All data processors shall agree to conform to this policy and the GDPR and as far as possible, indemnify East West against any prosecution, claim, proceeding, action or payments of compensation or damages without limitation and provide any personal information specified on request to the Data controller.

As part of all relevant privacy notices East West will inform individuals of the identity of third parties to whom we may share, disclose or be required to pass on information to, whilst accounting for any exemptions which may apply under the GDPR and other relevant legislation.

Personal data will not be transferred outside the European Economic Area unless that country or territory can ensure a suitable level of protection for the rights and freedoms of the data subjects in relation to the processing of their personal data.

Members of staff will have access to personal data only where it is required as part of their functional remit.

Staff are made aware that in the event of a Subject Access Request being received by East West, their emails may be searched and relevant content disclosed, whether marked as personal or not.

A relevant contact address will be made available on the internet for data subjects to use should they wish to submit a Subject Access Request, make a comment or complaint about how East West is processing their data, or about our handling of their request for information.

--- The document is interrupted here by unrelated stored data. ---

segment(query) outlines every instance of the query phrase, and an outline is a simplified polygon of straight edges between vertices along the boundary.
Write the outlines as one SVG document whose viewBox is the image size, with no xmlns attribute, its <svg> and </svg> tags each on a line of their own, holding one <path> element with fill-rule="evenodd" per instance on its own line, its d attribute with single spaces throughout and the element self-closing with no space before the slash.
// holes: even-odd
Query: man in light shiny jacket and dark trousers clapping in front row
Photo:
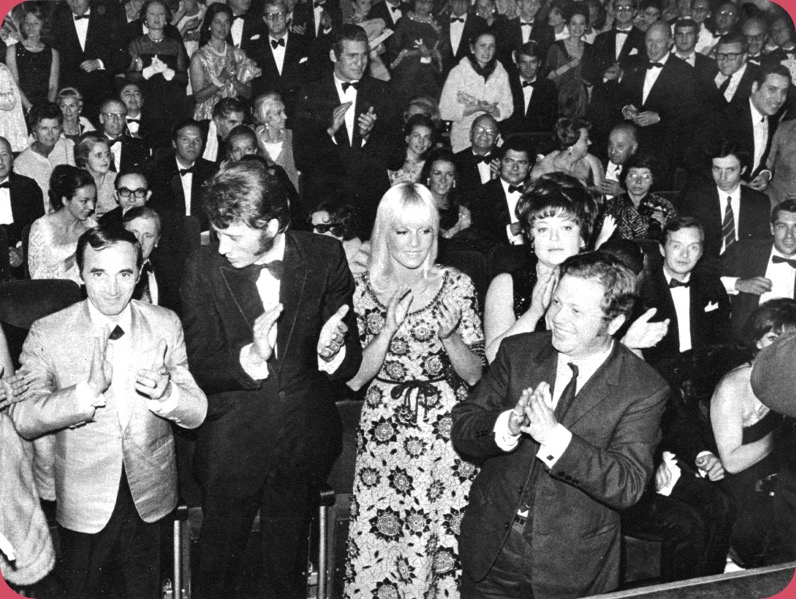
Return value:
<svg viewBox="0 0 796 599">
<path fill-rule="evenodd" d="M 36 321 L 20 362 L 50 381 L 15 404 L 26 438 L 56 433 L 56 495 L 67 596 L 100 596 L 119 562 L 125 597 L 160 590 L 159 520 L 177 504 L 169 421 L 196 428 L 207 398 L 188 372 L 173 312 L 131 302 L 141 247 L 128 231 L 84 233 L 77 262 L 88 299 Z"/>
</svg>

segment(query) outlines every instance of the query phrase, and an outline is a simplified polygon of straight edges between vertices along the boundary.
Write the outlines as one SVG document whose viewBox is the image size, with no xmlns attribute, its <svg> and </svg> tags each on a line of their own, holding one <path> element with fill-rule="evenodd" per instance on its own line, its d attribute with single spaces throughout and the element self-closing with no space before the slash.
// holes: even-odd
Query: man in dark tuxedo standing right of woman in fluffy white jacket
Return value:
<svg viewBox="0 0 796 599">
<path fill-rule="evenodd" d="M 520 46 L 514 53 L 517 65 L 509 75 L 514 112 L 500 123 L 504 137 L 512 133 L 551 132 L 558 120 L 558 88 L 539 76 L 542 53 L 536 42 Z"/>
</svg>

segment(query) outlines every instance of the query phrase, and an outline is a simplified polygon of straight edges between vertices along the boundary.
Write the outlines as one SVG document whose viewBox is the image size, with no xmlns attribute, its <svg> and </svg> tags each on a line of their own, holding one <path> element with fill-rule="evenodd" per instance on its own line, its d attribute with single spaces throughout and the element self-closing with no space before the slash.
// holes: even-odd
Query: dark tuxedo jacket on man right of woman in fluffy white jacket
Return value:
<svg viewBox="0 0 796 599">
<path fill-rule="evenodd" d="M 522 94 L 522 81 L 517 72 L 509 76 L 514 112 L 500 123 L 504 136 L 512 133 L 551 132 L 558 120 L 558 88 L 550 79 L 536 78 L 528 110 Z"/>
</svg>

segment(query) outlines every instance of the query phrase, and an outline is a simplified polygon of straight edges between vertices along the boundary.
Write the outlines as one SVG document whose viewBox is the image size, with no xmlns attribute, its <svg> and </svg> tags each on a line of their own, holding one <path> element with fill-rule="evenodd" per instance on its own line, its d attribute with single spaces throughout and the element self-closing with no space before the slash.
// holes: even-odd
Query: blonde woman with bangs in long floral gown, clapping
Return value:
<svg viewBox="0 0 796 599">
<path fill-rule="evenodd" d="M 431 193 L 402 183 L 382 198 L 354 309 L 365 348 L 349 385 L 367 383 L 357 433 L 346 597 L 458 597 L 459 524 L 476 468 L 450 441 L 451 409 L 481 377 L 472 281 L 434 266 Z"/>
</svg>

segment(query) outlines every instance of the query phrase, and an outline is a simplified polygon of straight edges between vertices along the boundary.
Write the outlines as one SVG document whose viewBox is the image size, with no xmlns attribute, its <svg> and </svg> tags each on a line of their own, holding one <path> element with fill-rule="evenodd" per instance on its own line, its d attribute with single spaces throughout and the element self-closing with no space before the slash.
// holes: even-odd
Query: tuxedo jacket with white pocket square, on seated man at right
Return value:
<svg viewBox="0 0 796 599">
<path fill-rule="evenodd" d="M 730 300 L 719 277 L 699 270 L 691 273 L 690 331 L 691 348 L 718 345 L 730 339 Z M 644 307 L 657 308 L 655 320 L 669 319 L 666 336 L 655 346 L 644 350 L 650 364 L 680 355 L 680 335 L 674 301 L 663 273 L 657 268 L 644 281 L 639 292 Z"/>
</svg>

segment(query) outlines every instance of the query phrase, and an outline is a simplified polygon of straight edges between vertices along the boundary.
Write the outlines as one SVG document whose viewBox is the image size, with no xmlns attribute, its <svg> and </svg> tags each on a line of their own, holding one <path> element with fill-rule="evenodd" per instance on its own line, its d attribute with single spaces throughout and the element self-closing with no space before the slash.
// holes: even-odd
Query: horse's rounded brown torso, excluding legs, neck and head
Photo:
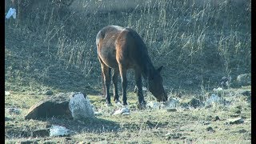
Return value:
<svg viewBox="0 0 256 144">
<path fill-rule="evenodd" d="M 98 56 L 110 67 L 122 62 L 127 67 L 140 65 L 147 59 L 147 49 L 139 34 L 130 28 L 106 26 L 96 38 Z"/>
</svg>

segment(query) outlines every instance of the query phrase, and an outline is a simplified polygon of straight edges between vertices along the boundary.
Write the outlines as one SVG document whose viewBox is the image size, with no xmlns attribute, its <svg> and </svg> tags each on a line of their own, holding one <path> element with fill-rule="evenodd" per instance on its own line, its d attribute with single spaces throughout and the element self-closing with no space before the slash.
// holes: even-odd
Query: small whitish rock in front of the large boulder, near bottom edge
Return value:
<svg viewBox="0 0 256 144">
<path fill-rule="evenodd" d="M 74 131 L 66 129 L 64 126 L 51 126 L 50 127 L 50 137 L 55 136 L 68 136 L 74 134 Z"/>
</svg>

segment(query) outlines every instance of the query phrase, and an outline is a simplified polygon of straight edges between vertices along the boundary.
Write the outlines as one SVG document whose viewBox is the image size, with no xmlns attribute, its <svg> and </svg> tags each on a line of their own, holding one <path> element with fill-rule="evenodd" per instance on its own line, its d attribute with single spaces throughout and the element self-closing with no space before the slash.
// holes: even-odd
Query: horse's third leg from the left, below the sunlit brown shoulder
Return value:
<svg viewBox="0 0 256 144">
<path fill-rule="evenodd" d="M 122 79 L 122 104 L 124 106 L 127 105 L 127 97 L 126 97 L 126 89 L 127 89 L 127 78 L 126 73 L 127 70 L 123 68 L 121 65 L 119 65 L 119 72 Z"/>
</svg>

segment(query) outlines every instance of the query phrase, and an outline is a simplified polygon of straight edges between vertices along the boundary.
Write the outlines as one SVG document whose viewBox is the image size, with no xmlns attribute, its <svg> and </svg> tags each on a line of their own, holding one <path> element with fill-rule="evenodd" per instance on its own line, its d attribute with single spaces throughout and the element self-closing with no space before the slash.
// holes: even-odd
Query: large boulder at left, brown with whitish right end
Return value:
<svg viewBox="0 0 256 144">
<path fill-rule="evenodd" d="M 53 116 L 74 119 L 92 118 L 94 110 L 89 98 L 85 98 L 82 93 L 61 93 L 31 106 L 25 119 L 51 118 Z"/>
</svg>

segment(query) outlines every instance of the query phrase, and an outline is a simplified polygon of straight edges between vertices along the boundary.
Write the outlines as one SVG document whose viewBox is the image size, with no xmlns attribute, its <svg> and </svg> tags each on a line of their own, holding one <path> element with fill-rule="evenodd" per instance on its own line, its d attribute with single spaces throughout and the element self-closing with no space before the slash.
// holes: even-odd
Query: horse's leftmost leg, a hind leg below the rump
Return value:
<svg viewBox="0 0 256 144">
<path fill-rule="evenodd" d="M 111 105 L 110 102 L 110 71 L 111 69 L 106 66 L 104 63 L 101 63 L 102 66 L 102 74 L 103 74 L 103 81 L 105 85 L 105 98 L 106 98 L 106 104 Z"/>
</svg>

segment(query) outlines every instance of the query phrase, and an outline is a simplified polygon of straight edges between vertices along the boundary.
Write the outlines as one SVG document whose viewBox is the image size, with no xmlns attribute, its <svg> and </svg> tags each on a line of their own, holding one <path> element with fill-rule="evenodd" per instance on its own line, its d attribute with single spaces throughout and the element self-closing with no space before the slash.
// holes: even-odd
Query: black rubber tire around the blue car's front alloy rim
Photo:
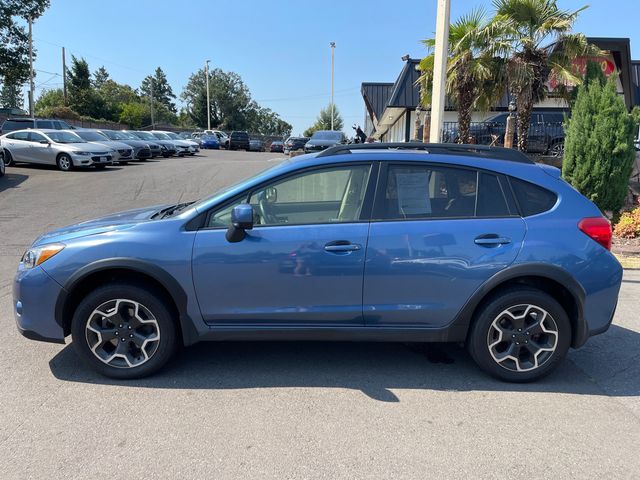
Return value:
<svg viewBox="0 0 640 480">
<path fill-rule="evenodd" d="M 138 303 L 142 306 L 142 308 L 145 309 L 145 312 L 151 314 L 152 317 L 148 316 L 147 318 L 153 318 L 153 320 L 155 320 L 155 325 L 157 325 L 159 340 L 157 342 L 150 342 L 151 347 L 153 347 L 153 352 L 149 355 L 145 355 L 148 356 L 148 359 L 144 360 L 139 365 L 118 366 L 105 363 L 106 359 L 101 360 L 100 358 L 98 358 L 97 354 L 94 354 L 91 350 L 91 345 L 89 344 L 89 335 L 91 334 L 92 330 L 87 329 L 87 324 L 92 321 L 92 319 L 95 320 L 96 309 L 98 307 L 103 308 L 104 305 L 109 305 L 112 302 L 117 302 L 118 299 L 121 299 L 120 301 L 123 304 L 126 304 L 127 302 L 130 302 L 131 304 Z M 124 306 L 126 307 L 126 305 Z M 162 300 L 162 296 L 160 294 L 155 292 L 153 289 L 147 288 L 143 285 L 113 283 L 105 285 L 103 287 L 99 287 L 89 293 L 76 308 L 71 323 L 73 345 L 78 352 L 78 355 L 80 355 L 80 357 L 88 365 L 107 377 L 130 379 L 151 375 L 157 372 L 165 363 L 167 363 L 167 361 L 173 356 L 177 348 L 178 333 L 176 329 L 176 319 L 171 312 L 171 309 Z M 103 319 L 104 318 L 105 317 L 103 317 Z M 109 323 L 107 325 L 109 325 Z M 153 326 L 153 329 L 156 328 L 155 325 Z M 130 328 L 127 330 L 126 326 L 122 327 L 121 325 L 114 324 L 111 330 L 115 329 L 116 335 L 118 335 L 112 340 L 112 342 L 115 341 L 115 345 L 119 345 L 118 339 L 122 340 L 123 338 L 122 333 L 117 331 L 118 327 L 122 328 L 122 330 L 125 332 L 124 337 L 127 337 L 127 334 L 132 331 Z M 133 332 L 136 333 L 138 328 L 142 327 L 134 326 Z M 108 331 L 108 329 L 105 330 L 105 332 L 106 331 Z M 99 340 L 102 340 L 102 337 L 100 337 Z M 133 344 L 133 340 L 128 340 L 127 338 L 123 340 L 123 342 L 124 344 L 132 344 L 130 348 L 133 350 L 136 349 L 136 345 Z M 103 344 L 107 345 L 107 343 L 108 342 L 104 342 Z M 157 343 L 157 345 L 155 345 L 155 343 Z M 95 347 L 95 343 L 93 346 Z M 113 348 L 115 350 L 115 348 L 117 347 L 114 347 L 114 344 L 112 343 L 111 347 L 109 348 Z M 104 352 L 104 349 L 101 349 L 100 351 Z M 132 356 L 133 355 L 135 355 L 135 352 L 132 354 Z M 138 356 L 136 360 L 140 359 L 141 357 Z M 111 361 L 114 363 L 123 362 L 121 358 L 114 358 Z M 128 364 L 129 361 L 126 360 L 126 363 Z"/>
</svg>

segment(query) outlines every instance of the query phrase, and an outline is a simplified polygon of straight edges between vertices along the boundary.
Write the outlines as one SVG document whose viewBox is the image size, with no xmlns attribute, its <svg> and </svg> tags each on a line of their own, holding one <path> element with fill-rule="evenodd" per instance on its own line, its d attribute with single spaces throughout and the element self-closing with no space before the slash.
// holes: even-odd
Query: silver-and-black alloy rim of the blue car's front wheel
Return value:
<svg viewBox="0 0 640 480">
<path fill-rule="evenodd" d="M 91 352 L 116 368 L 146 363 L 160 345 L 160 327 L 153 313 L 141 303 L 123 298 L 99 305 L 89 315 L 85 335 Z"/>
</svg>

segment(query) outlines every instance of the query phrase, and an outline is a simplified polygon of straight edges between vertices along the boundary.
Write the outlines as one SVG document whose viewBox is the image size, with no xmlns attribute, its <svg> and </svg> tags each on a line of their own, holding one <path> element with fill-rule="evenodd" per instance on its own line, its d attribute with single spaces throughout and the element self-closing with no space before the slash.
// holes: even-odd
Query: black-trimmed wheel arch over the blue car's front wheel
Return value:
<svg viewBox="0 0 640 480">
<path fill-rule="evenodd" d="M 117 258 L 90 263 L 75 272 L 64 284 L 55 307 L 55 320 L 67 336 L 73 313 L 84 295 L 107 282 L 126 281 L 151 286 L 173 310 L 184 345 L 195 343 L 197 331 L 187 314 L 187 294 L 171 274 L 142 260 Z"/>
</svg>

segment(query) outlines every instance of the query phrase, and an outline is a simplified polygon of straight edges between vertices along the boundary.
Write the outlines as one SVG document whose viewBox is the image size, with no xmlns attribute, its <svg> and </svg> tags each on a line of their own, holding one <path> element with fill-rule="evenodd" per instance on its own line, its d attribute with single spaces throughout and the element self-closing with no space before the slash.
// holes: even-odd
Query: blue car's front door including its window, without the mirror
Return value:
<svg viewBox="0 0 640 480">
<path fill-rule="evenodd" d="M 279 178 L 212 211 L 196 234 L 193 281 L 212 325 L 362 325 L 370 164 Z M 225 238 L 249 202 L 254 228 Z"/>
</svg>

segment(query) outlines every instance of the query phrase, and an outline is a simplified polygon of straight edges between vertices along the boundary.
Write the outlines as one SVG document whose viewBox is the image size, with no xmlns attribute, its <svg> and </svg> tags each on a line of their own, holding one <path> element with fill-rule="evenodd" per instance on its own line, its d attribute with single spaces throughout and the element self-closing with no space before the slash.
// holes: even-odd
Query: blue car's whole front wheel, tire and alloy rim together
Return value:
<svg viewBox="0 0 640 480">
<path fill-rule="evenodd" d="M 111 284 L 87 295 L 71 324 L 76 351 L 112 378 L 140 378 L 159 370 L 177 346 L 171 309 L 153 290 Z"/>
</svg>

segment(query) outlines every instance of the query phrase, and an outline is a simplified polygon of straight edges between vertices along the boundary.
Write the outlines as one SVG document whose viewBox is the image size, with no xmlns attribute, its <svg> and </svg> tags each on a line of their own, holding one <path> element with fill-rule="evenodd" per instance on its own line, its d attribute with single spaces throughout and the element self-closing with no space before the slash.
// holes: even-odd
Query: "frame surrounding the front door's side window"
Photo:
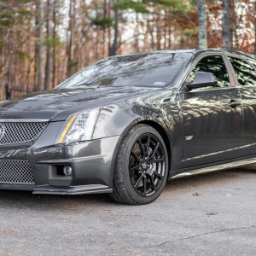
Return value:
<svg viewBox="0 0 256 256">
<path fill-rule="evenodd" d="M 224 61 L 224 65 L 227 69 L 227 73 L 229 75 L 229 79 L 230 79 L 230 86 L 226 86 L 226 87 L 216 87 L 216 88 L 212 88 L 212 89 L 208 89 L 208 90 L 219 90 L 219 89 L 228 89 L 228 88 L 234 88 L 235 87 L 235 79 L 234 79 L 234 76 L 233 76 L 233 73 L 231 72 L 230 70 L 230 64 L 229 61 L 227 60 L 226 56 L 224 55 L 224 53 L 221 53 L 221 52 L 208 52 L 208 53 L 203 53 L 201 55 L 199 55 L 195 61 L 192 63 L 192 65 L 189 67 L 189 70 L 187 71 L 184 79 L 183 79 L 183 83 L 181 84 L 180 88 L 178 89 L 178 91 L 185 91 L 185 81 L 186 79 L 188 78 L 189 74 L 192 72 L 192 70 L 195 68 L 195 66 L 198 64 L 199 61 L 201 61 L 201 59 L 203 59 L 204 57 L 207 57 L 207 56 L 222 56 L 222 59 Z M 199 90 L 196 90 L 197 92 Z M 207 91 L 207 90 L 200 90 L 200 91 Z M 191 91 L 190 91 L 191 92 Z M 193 91 L 192 91 L 193 92 Z"/>
</svg>

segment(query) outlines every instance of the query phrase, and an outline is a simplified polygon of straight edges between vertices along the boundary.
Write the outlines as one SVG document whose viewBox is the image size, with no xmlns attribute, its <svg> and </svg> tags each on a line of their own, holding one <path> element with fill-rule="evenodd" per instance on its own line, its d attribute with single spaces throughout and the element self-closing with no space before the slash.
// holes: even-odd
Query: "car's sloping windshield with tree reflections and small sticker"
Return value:
<svg viewBox="0 0 256 256">
<path fill-rule="evenodd" d="M 109 57 L 84 68 L 57 88 L 152 86 L 171 84 L 189 60 L 188 53 L 148 53 Z"/>
</svg>

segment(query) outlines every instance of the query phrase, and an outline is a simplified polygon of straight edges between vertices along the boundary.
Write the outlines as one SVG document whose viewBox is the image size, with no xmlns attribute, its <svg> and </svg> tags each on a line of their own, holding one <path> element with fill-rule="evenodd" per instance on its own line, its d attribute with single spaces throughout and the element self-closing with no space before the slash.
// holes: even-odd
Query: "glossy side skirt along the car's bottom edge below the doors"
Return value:
<svg viewBox="0 0 256 256">
<path fill-rule="evenodd" d="M 246 159 L 246 160 L 236 160 L 231 163 L 219 164 L 216 166 L 208 166 L 208 167 L 196 169 L 194 171 L 183 172 L 183 173 L 173 176 L 172 179 L 176 179 L 179 177 L 189 177 L 189 176 L 199 175 L 199 174 L 203 174 L 203 173 L 207 173 L 207 172 L 224 171 L 224 170 L 233 169 L 236 167 L 253 165 L 255 163 L 256 163 L 256 157 Z"/>
</svg>

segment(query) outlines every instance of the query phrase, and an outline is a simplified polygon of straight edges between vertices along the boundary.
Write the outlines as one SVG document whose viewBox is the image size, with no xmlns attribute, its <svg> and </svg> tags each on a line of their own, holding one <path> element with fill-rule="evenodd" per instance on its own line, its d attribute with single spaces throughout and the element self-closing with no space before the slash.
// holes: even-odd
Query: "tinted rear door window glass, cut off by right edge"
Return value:
<svg viewBox="0 0 256 256">
<path fill-rule="evenodd" d="M 232 66 L 234 67 L 238 83 L 243 86 L 256 85 L 256 73 L 254 68 L 247 61 L 229 57 Z"/>
</svg>

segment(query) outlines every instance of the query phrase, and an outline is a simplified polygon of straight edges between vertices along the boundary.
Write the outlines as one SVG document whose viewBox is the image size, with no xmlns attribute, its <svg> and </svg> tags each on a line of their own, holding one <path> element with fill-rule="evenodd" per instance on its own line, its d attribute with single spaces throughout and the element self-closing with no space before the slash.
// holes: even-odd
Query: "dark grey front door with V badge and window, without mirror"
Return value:
<svg viewBox="0 0 256 256">
<path fill-rule="evenodd" d="M 241 155 L 241 95 L 234 86 L 227 60 L 222 54 L 201 56 L 191 68 L 186 82 L 193 81 L 198 72 L 213 73 L 218 85 L 179 93 L 183 118 L 183 167 Z"/>
</svg>

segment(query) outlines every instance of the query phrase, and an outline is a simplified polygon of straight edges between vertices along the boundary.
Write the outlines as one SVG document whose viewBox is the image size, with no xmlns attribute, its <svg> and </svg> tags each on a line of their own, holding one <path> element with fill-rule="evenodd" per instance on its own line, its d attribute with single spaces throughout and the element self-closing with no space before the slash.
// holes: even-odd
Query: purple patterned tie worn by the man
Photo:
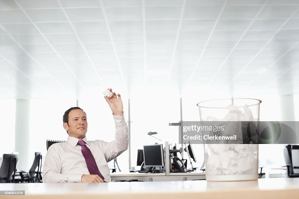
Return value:
<svg viewBox="0 0 299 199">
<path fill-rule="evenodd" d="M 103 175 L 101 174 L 99 168 L 97 167 L 97 163 L 94 160 L 94 157 L 90 151 L 89 148 L 85 145 L 85 142 L 83 140 L 78 141 L 78 145 L 81 146 L 81 152 L 85 158 L 86 166 L 89 171 L 89 174 L 91 175 L 98 175 L 103 180 L 105 179 Z"/>
</svg>

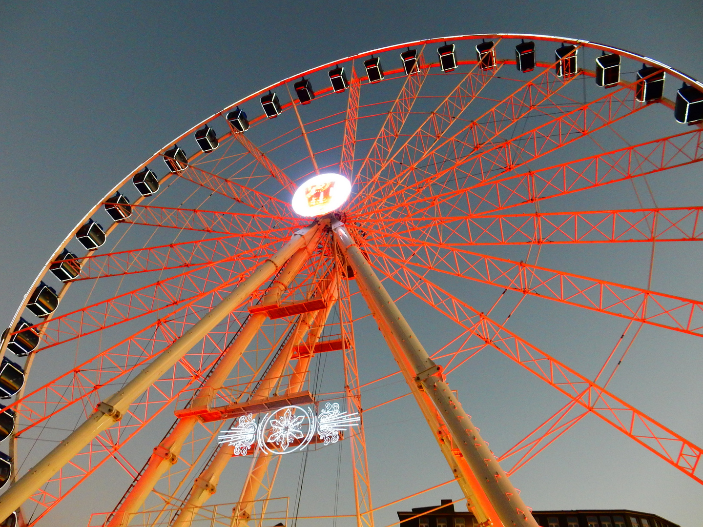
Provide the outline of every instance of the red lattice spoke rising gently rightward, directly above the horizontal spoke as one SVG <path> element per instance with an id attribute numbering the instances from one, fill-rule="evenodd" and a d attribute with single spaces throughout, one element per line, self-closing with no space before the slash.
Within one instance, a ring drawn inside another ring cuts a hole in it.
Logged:
<path id="1" fill-rule="evenodd" d="M 470 214 L 489 214 L 683 167 L 703 160 L 701 134 L 700 129 L 695 129 L 552 167 L 476 183 L 448 193 L 438 193 L 432 196 L 429 208 L 451 203 Z M 415 216 L 428 208 L 426 198 L 408 200 L 406 204 L 416 207 Z M 424 209 L 420 208 L 423 204 Z"/>

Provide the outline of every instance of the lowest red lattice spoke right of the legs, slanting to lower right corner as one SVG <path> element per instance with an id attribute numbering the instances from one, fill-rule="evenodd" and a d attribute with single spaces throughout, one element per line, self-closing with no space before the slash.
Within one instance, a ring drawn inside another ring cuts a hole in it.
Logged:
<path id="1" fill-rule="evenodd" d="M 461 327 L 470 330 L 479 341 L 484 341 L 503 353 L 690 478 L 703 483 L 703 474 L 697 471 L 703 449 L 692 441 L 628 405 L 588 377 L 529 344 L 412 269 L 391 266 L 389 261 L 381 259 L 372 263 L 389 280 L 433 306 Z"/>

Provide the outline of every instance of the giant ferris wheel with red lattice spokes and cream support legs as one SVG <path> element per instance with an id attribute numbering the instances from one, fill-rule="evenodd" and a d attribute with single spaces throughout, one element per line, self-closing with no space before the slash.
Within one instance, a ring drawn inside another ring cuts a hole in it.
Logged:
<path id="1" fill-rule="evenodd" d="M 485 525 L 536 526 L 509 476 L 586 422 L 703 483 L 695 438 L 612 389 L 642 334 L 703 336 L 697 277 L 653 278 L 655 247 L 673 275 L 703 239 L 702 123 L 695 79 L 530 34 L 359 53 L 208 117 L 86 213 L 8 323 L 4 526 L 77 502 L 91 526 L 286 524 L 318 454 L 338 488 L 342 445 L 349 510 L 306 521 L 373 526 L 370 453 L 411 455 L 366 429 L 408 401 Z M 579 325 L 610 344 L 575 360 Z M 484 356 L 560 400 L 504 452 L 459 402 Z"/>

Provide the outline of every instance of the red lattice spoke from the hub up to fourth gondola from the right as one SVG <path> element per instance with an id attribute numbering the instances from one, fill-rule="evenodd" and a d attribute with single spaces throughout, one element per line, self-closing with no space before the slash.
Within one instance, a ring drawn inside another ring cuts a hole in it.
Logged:
<path id="1" fill-rule="evenodd" d="M 368 193 L 359 200 L 358 206 L 363 207 L 371 202 L 382 203 L 386 197 L 394 195 L 399 186 L 407 186 L 406 179 L 411 178 L 409 184 L 417 183 L 415 170 L 419 164 L 429 164 L 431 167 L 441 167 L 447 159 L 456 159 L 458 151 L 462 151 L 467 144 L 471 145 L 472 152 L 488 148 L 496 140 L 500 140 L 501 134 L 530 112 L 540 112 L 540 106 L 550 101 L 567 86 L 573 79 L 566 81 L 551 74 L 551 68 L 542 70 L 529 82 L 515 90 L 509 96 L 496 103 L 493 108 L 483 115 L 473 119 L 449 138 L 442 138 L 439 144 L 434 144 L 429 150 L 418 157 L 415 162 L 399 172 L 394 178 L 385 182 L 378 190 Z M 581 73 L 579 73 L 581 74 Z M 575 79 L 576 77 L 574 77 Z M 569 103 L 572 101 L 569 100 Z M 437 157 L 437 159 L 435 159 Z M 432 159 L 431 162 L 426 162 Z M 368 207 L 367 207 L 368 208 Z"/>

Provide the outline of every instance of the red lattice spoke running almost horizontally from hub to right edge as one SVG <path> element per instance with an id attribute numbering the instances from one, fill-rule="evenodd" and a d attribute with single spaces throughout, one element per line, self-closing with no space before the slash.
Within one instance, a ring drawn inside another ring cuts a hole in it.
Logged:
<path id="1" fill-rule="evenodd" d="M 398 233 L 378 233 L 380 247 L 679 242 L 703 240 L 703 207 L 534 214 L 435 216 L 398 221 Z M 405 225 L 403 223 L 406 223 Z M 421 235 L 422 240 L 412 237 Z"/>

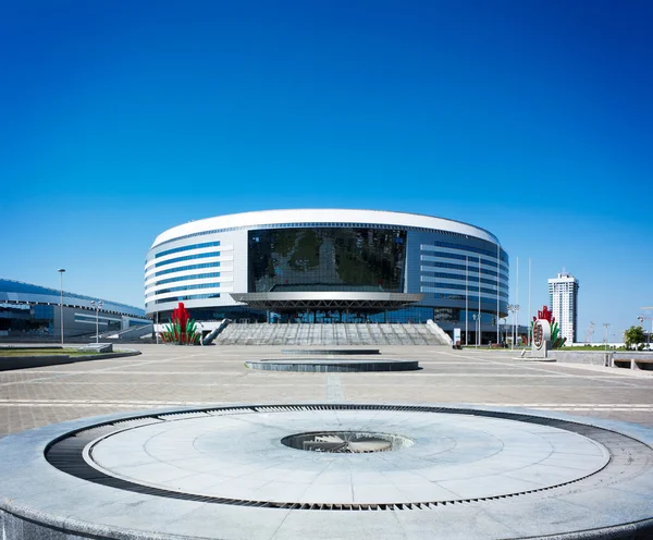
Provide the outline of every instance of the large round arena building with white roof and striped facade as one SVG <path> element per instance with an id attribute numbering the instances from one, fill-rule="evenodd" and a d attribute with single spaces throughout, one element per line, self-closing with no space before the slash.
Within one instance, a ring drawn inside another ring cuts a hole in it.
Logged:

A Subject Access Request will be acknowledged to the data subject within 3 working days, with the final response and disclosure of information (subject to exemptions) within 1 calendar month.

A data subject’s personal information will not be disclosed to them until their identity has been verified.

Third party personal data will not be released by East West when responding to a Subject Access Request or Freedom of Information Request (unless consent is specifically obtained, obliged to be released by law or necessary in the substantial public interest).

All data subjects have a right of access to their own personal data. Advice will be provided to data subjects on how to request or access their personal data held by East West.

The Freedom of Information Act 2000 enables greater public access to information processed by public bodies such as East West. However, personal data continues to be protected by the GDPR, and is therefore exempt from disclosure under the Freedom of Information Act (Section 40).